Have rental properties is a good substitute for a pension, in most cases it can be more fruitful also, if run well. A popular trend is rather than let the property to one tenant, is to instead let to multiple tenants, in other words, set the property up as a HMO.
Insuring a HMO is not as easy or straight forward as insuring a standard let property – most insurers do not like the additional tenant exposure and the increased fire risk; so you’ll need to contact a specialist intermediary who can broker the policies for you.
What you’ll need to be astute to is the tenants you’ll be having in your property; a lot of landlords can be blasé on the prospect when disclosing this information. This is often not intentional, but due to the quantities of rooms they will have available, they may not know how many professional tenants they have, how many students they have or how many DSS tenants they have at any particular time – but having this information is vital to material facts of any quote/policy being correct at the point of claim.

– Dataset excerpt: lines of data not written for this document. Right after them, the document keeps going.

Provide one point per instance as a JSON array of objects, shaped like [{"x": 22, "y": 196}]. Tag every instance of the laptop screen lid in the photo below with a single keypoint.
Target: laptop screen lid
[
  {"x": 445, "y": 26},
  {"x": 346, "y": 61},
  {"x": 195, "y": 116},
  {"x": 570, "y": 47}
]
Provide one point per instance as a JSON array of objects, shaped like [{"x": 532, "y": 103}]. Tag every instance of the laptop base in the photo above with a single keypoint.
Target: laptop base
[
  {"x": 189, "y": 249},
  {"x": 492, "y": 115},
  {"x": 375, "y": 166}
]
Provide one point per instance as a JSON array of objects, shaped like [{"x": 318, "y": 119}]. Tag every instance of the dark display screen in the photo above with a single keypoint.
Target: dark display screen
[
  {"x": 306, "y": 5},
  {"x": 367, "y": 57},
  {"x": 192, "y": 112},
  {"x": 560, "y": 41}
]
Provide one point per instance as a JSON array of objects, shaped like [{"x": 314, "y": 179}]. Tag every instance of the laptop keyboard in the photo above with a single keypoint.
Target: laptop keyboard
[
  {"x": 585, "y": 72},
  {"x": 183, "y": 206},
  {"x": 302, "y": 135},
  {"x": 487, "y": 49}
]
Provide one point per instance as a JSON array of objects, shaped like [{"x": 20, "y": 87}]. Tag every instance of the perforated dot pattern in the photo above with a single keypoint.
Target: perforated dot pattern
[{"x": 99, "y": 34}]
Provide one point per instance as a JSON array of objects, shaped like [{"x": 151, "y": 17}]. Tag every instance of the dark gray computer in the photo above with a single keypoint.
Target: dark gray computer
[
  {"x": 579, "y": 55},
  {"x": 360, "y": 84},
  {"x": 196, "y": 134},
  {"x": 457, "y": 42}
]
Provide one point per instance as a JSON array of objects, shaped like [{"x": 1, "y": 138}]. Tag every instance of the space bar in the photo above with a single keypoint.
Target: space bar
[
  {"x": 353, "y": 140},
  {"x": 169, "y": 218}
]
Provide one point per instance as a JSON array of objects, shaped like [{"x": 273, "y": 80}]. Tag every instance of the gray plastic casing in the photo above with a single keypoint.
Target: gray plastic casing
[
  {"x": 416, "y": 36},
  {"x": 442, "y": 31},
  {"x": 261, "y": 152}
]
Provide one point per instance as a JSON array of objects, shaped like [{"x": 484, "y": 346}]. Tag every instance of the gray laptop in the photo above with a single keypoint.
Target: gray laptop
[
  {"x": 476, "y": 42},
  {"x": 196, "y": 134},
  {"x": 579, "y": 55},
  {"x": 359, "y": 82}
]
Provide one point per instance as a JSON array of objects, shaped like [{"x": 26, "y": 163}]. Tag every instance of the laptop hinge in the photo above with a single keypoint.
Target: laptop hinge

If you allow cooking in the rooms, oppose to having a communal cooking area, in most if not all cases insurers will want any cooking carried in tenant’s rooms to be at/in a designated area, such as a kitchenette with a fire alarm fitted into the room. Not adhering to this is extremely hard to obtain terms for; and not to mention a huge fire risk for your property!
Aside from the above; the rest is pretty straight forward, in the sense that you’ll provide all the normal information, such as, year of build, construction type, claims history etc.